I’ve played the same song, repeatedly, going back and forth between two Paris subway stops for hours and days, with a street guy from London passing the hat.  And, sleeping each night under a cardboard box in an alley.


I've had the US Ambassador to Denmark walk up to me after a show and invite me to dinner at his house in Copenhagen, and then to stay there for a week.  A marvelous gentleman, whom I know to this day.


I've been hired to play for a guy dressed like a gorilla and his two buddies in ballerina tutus at a train station in Malmø, Sweden.


I've played for a Swedish opera singer on a couch in Gothenburg. 


I've auditioned for my childhood idol, Randy Stonehill, in an airport bathroom, and the toilets flushed so often during my song, we both couldn't stop laughing.


I've performed in the front row of an orchestra only to realize at the end of the show that the fly of my black pants had been wide open the whole time with the corner of my white shirt sticking out.
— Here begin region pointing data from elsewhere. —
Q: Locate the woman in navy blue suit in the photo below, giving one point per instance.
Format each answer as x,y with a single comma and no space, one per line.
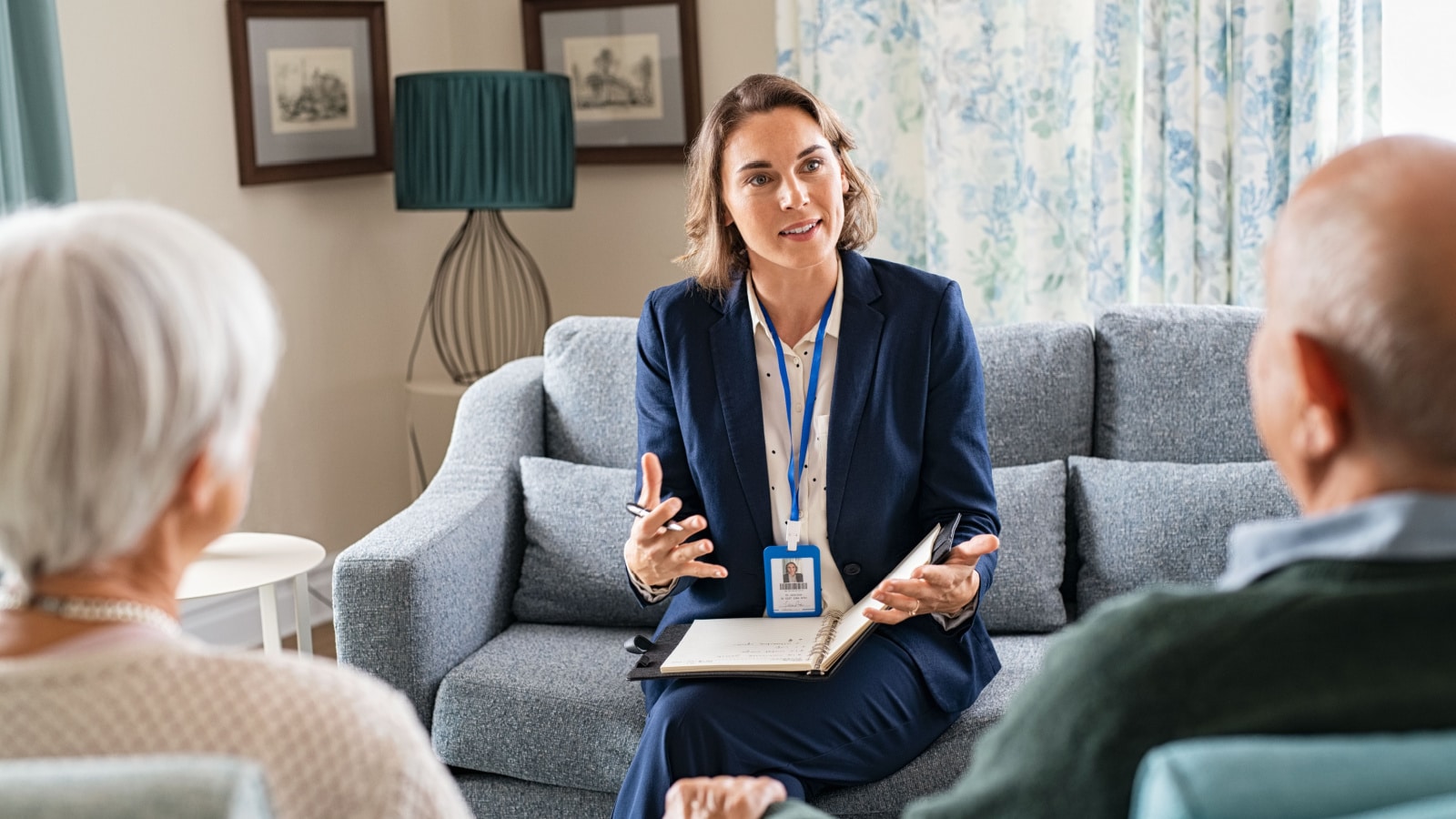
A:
795,392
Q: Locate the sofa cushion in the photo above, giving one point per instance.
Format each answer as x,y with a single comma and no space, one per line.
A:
1038,390
1171,383
552,704
1026,592
1142,522
575,525
590,380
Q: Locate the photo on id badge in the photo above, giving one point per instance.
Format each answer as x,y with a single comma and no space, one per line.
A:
794,581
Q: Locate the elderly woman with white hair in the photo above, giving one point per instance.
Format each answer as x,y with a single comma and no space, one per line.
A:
136,351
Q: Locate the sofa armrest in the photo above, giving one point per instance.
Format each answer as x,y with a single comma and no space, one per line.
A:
434,583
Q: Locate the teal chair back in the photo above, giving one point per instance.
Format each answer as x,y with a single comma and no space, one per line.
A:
133,787
1299,777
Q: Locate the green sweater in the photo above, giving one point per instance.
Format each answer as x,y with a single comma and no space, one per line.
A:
1315,647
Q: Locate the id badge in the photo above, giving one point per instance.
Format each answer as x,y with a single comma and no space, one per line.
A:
793,581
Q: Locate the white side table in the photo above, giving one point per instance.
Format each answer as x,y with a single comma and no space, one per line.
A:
257,560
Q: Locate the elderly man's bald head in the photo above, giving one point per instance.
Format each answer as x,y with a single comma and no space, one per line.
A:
1365,261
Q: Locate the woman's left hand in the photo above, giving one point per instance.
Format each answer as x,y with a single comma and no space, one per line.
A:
935,589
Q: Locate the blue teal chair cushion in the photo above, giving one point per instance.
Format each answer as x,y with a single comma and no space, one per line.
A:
133,787
1299,777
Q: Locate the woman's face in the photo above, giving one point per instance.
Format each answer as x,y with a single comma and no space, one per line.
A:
785,189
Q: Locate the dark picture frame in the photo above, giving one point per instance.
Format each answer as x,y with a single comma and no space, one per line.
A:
633,72
310,89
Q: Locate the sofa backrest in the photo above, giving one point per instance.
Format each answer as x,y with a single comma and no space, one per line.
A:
1038,390
1171,383
1158,395
590,382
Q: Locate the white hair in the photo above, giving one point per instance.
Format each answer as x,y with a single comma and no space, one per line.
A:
131,341
1356,283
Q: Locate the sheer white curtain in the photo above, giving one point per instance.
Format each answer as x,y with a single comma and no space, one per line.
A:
1055,157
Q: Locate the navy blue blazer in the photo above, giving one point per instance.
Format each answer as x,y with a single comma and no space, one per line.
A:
906,446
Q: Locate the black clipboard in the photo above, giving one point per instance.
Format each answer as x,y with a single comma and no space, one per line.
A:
654,653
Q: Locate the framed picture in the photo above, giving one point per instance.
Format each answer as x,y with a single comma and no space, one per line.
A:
310,89
632,69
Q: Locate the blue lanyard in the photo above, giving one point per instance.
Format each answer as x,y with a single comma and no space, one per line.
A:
808,401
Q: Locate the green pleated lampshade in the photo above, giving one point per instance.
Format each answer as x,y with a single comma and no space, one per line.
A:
484,140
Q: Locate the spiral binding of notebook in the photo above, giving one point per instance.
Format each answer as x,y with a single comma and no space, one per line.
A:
823,639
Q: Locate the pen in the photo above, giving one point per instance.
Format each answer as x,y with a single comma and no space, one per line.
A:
644,511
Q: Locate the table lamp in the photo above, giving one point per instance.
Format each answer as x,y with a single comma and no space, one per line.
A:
484,142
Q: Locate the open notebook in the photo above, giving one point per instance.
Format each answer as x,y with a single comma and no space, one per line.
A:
771,646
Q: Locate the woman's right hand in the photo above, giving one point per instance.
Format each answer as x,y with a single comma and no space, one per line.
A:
657,555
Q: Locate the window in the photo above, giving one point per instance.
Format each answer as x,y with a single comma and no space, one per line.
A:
1419,67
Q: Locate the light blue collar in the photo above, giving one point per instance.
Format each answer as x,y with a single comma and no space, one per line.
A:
1397,526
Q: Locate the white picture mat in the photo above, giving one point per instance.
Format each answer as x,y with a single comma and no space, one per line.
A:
266,34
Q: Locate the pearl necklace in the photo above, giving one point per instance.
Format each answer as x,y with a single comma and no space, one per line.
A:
102,610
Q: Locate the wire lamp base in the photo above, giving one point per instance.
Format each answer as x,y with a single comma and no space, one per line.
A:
488,303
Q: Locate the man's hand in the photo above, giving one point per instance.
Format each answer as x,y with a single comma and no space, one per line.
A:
723,797
946,588
655,554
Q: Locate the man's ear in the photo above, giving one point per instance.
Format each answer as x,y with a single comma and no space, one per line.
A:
1324,426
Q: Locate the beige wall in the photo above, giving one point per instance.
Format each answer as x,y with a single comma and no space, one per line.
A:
150,102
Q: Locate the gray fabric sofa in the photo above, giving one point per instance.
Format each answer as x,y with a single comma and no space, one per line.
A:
497,601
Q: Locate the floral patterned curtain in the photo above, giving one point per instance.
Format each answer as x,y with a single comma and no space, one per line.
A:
1056,157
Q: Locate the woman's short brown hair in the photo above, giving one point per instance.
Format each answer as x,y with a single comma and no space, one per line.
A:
715,251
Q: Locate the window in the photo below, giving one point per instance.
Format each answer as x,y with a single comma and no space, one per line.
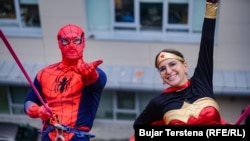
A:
12,99
151,20
20,17
125,105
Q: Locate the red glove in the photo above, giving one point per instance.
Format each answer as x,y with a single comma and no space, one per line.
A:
35,111
88,71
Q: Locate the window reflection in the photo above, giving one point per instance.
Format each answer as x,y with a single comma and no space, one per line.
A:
7,9
30,15
151,16
178,13
124,11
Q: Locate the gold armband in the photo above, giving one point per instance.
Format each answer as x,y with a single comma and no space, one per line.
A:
211,10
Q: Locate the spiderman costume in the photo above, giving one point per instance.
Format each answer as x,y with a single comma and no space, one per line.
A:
192,103
71,89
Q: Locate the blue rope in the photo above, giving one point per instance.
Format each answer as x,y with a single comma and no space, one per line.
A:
78,133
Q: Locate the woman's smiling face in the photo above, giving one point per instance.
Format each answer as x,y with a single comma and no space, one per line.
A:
173,72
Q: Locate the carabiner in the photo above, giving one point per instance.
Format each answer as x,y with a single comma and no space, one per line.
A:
59,132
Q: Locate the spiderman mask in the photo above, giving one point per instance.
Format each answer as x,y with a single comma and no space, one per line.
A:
71,42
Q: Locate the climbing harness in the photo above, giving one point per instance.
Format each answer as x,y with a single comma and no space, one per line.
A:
60,129
59,132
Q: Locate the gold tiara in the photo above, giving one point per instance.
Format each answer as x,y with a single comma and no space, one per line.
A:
166,55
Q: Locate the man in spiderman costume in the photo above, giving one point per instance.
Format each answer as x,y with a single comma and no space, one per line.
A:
71,90
187,101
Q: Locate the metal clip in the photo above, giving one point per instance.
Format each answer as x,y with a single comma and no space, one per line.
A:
59,132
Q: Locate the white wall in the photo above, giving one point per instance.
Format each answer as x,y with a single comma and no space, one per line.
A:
231,51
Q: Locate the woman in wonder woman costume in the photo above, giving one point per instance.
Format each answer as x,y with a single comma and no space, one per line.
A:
71,90
186,101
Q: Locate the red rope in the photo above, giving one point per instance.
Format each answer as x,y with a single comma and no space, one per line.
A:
7,44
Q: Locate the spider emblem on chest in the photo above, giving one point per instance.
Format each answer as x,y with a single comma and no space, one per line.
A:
62,83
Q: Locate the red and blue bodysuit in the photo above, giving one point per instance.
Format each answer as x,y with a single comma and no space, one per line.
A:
195,104
71,88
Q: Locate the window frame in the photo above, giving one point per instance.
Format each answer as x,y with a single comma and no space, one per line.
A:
111,34
20,30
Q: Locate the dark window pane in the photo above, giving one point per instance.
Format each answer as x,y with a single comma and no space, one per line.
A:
7,9
151,16
124,11
30,15
126,100
178,13
105,110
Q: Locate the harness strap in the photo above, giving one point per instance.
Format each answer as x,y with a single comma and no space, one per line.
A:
67,129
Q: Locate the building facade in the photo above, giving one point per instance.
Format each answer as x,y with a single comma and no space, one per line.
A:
126,35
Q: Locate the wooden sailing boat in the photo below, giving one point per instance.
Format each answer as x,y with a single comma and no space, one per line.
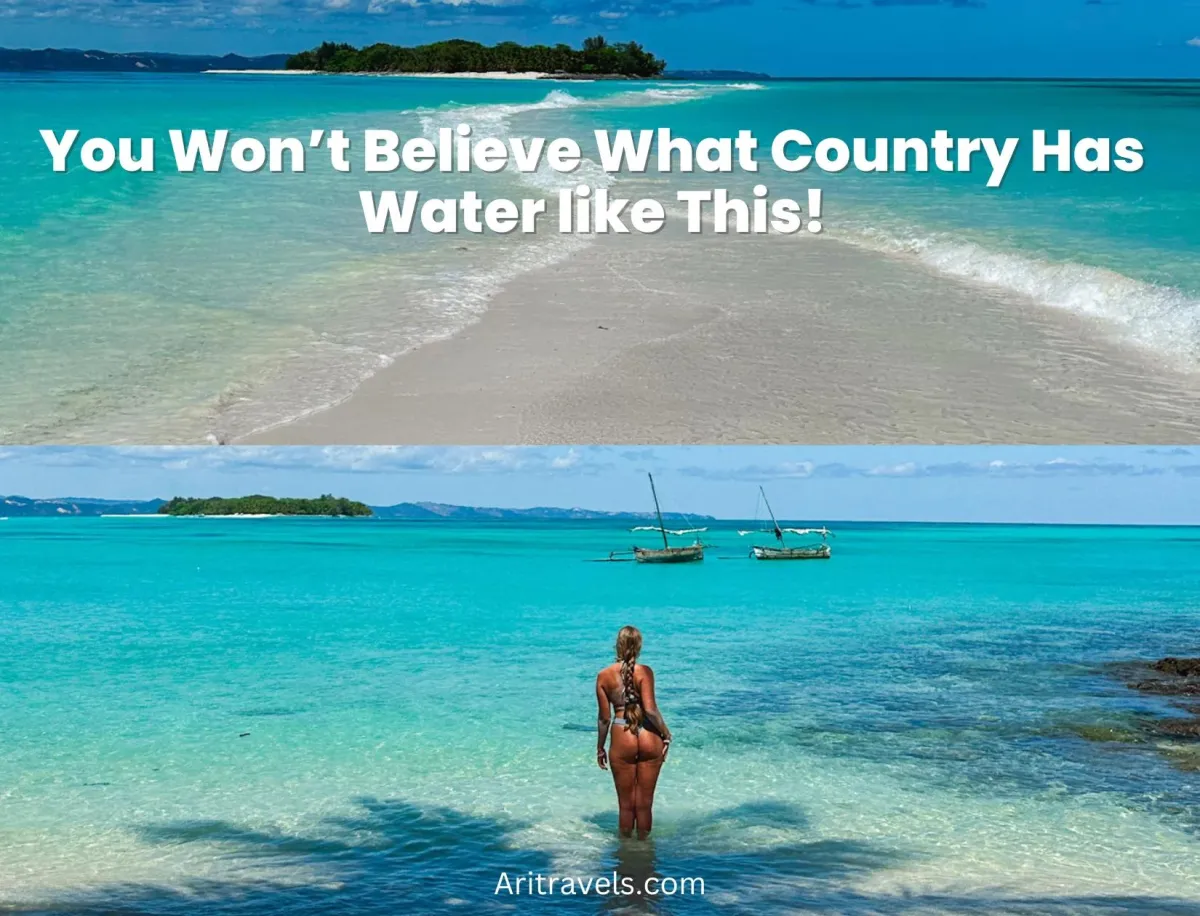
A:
666,554
784,551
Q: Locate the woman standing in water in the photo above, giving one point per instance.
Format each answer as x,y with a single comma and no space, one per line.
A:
640,736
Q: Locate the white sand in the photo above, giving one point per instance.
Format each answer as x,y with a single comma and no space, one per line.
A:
753,340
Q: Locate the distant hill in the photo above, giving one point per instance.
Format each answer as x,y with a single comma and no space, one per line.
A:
714,75
471,513
72,59
19,507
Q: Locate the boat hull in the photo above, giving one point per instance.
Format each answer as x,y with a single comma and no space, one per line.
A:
820,552
670,555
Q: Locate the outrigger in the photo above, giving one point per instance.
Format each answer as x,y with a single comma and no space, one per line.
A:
666,554
784,551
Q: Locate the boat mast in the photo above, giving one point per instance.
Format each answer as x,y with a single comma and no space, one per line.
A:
779,532
663,528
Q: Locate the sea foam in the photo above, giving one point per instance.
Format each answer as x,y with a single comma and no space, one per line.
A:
1158,318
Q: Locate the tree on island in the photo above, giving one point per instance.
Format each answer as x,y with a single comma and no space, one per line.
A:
327,504
595,58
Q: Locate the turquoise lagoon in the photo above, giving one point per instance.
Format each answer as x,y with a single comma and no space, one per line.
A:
373,717
178,307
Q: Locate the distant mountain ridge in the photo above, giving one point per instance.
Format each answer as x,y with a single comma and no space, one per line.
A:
21,507
73,59
714,75
472,513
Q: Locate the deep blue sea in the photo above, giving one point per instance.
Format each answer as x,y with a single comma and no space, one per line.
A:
269,716
165,306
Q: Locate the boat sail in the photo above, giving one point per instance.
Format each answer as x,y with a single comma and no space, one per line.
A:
666,554
813,550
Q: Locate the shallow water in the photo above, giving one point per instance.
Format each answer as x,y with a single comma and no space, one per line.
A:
163,306
312,716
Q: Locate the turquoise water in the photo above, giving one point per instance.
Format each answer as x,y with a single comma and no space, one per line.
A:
312,716
189,306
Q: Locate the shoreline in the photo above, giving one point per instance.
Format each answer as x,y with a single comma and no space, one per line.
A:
485,75
761,340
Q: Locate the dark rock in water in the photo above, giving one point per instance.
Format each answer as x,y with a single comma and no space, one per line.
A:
1176,728
1168,688
1167,677
1179,666
1105,732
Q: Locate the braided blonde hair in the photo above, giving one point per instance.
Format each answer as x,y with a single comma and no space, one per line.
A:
629,647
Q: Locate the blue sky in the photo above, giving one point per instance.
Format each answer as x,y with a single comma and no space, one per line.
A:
801,37
946,483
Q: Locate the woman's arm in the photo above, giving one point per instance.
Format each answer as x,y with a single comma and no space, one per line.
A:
651,707
603,723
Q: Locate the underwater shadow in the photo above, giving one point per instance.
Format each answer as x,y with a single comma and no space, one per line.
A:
399,857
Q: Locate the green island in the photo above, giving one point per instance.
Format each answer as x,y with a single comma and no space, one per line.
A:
597,58
264,506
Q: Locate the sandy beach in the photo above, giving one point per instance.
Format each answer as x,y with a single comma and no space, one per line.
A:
742,339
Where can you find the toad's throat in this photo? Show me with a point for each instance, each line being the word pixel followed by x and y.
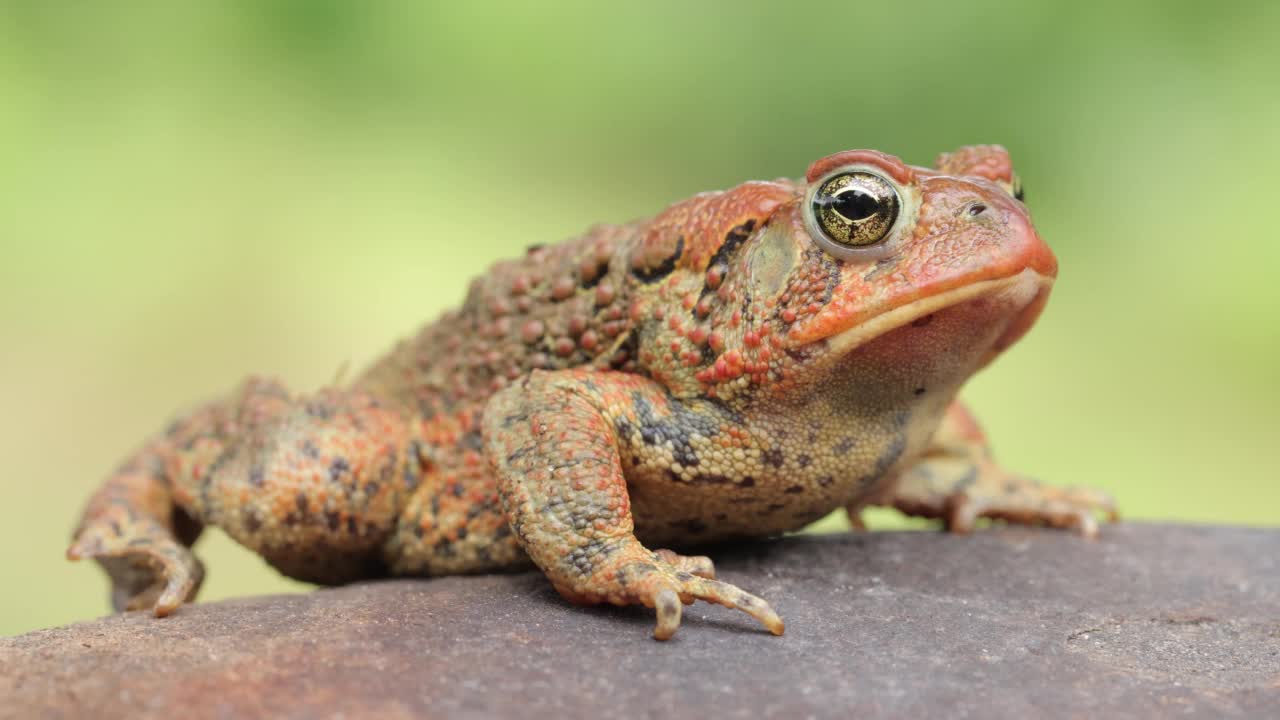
pixel 1018 297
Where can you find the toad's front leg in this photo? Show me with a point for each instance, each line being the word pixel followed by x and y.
pixel 958 481
pixel 552 442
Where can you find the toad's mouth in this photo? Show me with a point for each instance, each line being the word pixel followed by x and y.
pixel 1014 301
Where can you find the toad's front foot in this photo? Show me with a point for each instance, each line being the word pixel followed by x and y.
pixel 663 580
pixel 958 482
pixel 991 492
pixel 149 568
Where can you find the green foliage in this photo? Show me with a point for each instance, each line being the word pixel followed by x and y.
pixel 193 191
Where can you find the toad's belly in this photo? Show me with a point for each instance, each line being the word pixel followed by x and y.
pixel 780 488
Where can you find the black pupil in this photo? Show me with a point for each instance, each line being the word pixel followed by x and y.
pixel 855 204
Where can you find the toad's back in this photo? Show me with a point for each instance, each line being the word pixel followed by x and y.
pixel 557 306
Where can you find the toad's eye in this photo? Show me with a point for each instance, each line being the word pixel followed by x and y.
pixel 854 209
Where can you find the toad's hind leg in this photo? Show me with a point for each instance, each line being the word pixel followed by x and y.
pixel 141 540
pixel 958 481
pixel 553 445
pixel 309 482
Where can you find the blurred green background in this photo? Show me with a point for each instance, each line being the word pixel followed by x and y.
pixel 192 191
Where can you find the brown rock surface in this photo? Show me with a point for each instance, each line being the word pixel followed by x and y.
pixel 1148 621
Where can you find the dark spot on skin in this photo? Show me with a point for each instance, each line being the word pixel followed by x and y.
pixel 734 238
pixel 338 468
pixel 881 267
pixel 411 469
pixel 662 269
pixel 801 354
pixel 668 606
pixel 471 440
pixel 677 425
pixel 775 456
pixel 844 446
pixel 892 451
pixel 595 276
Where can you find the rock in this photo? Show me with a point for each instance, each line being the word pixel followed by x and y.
pixel 1146 621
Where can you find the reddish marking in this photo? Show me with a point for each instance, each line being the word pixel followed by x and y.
pixel 890 164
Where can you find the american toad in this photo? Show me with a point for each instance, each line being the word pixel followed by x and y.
pixel 737 365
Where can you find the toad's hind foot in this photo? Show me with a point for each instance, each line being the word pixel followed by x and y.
pixel 664 582
pixel 147 566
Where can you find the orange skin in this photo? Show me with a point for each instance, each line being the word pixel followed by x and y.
pixel 722 370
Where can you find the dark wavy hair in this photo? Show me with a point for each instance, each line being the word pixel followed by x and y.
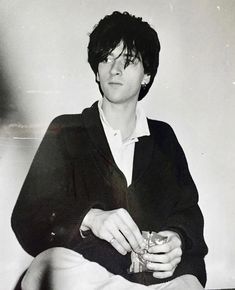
pixel 138 37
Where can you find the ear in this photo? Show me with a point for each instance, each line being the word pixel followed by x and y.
pixel 146 79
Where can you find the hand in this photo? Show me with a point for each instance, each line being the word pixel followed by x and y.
pixel 116 227
pixel 163 259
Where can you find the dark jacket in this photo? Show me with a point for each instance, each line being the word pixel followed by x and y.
pixel 73 171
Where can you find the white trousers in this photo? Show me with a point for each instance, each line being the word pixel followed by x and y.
pixel 63 269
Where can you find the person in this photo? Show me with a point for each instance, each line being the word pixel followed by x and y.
pixel 102 177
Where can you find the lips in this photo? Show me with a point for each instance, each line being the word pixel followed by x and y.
pixel 115 83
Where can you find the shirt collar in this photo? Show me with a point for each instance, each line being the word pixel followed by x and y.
pixel 141 128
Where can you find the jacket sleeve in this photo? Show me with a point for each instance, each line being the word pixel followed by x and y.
pixel 47 212
pixel 186 218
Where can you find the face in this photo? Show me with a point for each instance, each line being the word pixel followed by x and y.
pixel 120 83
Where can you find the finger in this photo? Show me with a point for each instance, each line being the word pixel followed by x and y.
pixel 172 236
pixel 164 258
pixel 126 232
pixel 162 275
pixel 113 242
pixel 172 244
pixel 121 240
pixel 112 230
pixel 131 226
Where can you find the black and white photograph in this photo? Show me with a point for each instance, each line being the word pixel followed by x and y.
pixel 117 154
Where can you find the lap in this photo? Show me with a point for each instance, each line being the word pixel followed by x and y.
pixel 60 268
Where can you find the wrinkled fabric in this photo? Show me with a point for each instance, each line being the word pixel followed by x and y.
pixel 62 269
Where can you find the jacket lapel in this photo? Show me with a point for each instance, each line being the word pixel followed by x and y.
pixel 143 155
pixel 100 148
pixel 143 148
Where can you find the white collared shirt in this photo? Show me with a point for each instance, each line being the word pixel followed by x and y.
pixel 123 150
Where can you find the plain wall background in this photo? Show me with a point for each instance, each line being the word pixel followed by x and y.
pixel 44 73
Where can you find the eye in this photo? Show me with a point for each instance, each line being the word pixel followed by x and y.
pixel 108 59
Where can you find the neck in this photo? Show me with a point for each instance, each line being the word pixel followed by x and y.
pixel 120 116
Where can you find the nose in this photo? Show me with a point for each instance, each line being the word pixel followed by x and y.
pixel 117 67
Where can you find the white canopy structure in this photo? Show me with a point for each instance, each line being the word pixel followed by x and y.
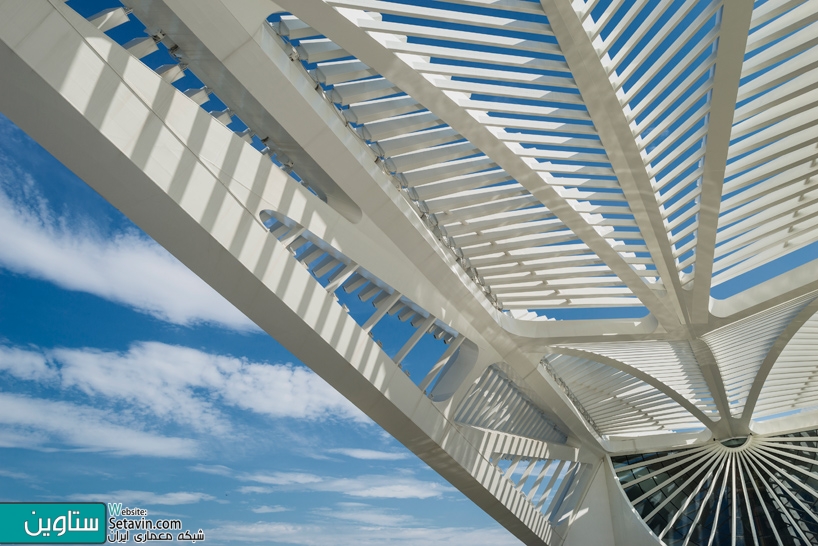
pixel 599 218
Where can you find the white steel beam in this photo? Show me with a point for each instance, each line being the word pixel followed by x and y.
pixel 197 188
pixel 618 140
pixel 735 25
pixel 357 42
pixel 249 56
pixel 771 358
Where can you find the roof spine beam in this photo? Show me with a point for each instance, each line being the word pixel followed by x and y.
pixel 357 42
pixel 618 140
pixel 735 24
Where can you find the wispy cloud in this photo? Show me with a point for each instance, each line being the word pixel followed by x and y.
pixel 37 423
pixel 15 475
pixel 126 268
pixel 357 512
pixel 340 534
pixel 369 454
pixel 182 385
pixel 146 498
pixel 401 485
pixel 270 509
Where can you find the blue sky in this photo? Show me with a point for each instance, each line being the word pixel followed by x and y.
pixel 125 378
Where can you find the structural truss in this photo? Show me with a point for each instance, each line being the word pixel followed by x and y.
pixel 595 225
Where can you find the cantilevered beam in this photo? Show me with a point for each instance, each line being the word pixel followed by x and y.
pixel 357 42
pixel 197 189
pixel 618 140
pixel 735 25
pixel 243 60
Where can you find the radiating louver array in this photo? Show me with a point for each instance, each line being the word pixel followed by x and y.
pixel 502 67
pixel 617 402
pixel 740 349
pixel 660 58
pixel 341 276
pixel 176 69
pixel 770 203
pixel 545 482
pixel 496 403
pixel 672 363
pixel 793 380
pixel 756 491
I've sung a song in Dutch about how much I love peanut butter (pinda kaas) with 5,000 Dutch teenagers singing along.


I’ve sung at a very famous best friend’s daughter’s huge wedding-- tried to put her name into a romantic song to personalize it, and got her name wrong.


I've played with a torn fingernail and blood dripping down my guitar and onto the floor.


I’ve been the headliner at a festival in a hockey stadium in Helsinki, Finland, for 10,000 people, and afterward, when I went out in the middle of the crowd, notice a young guy staring at me. He said “You were just… up there!” And, he kept staring with a strange, puzzled expression. I said “Kind of uglier up close, aren’t we?” He said with a very sincere face and tone “Well, yes.” Not even joking.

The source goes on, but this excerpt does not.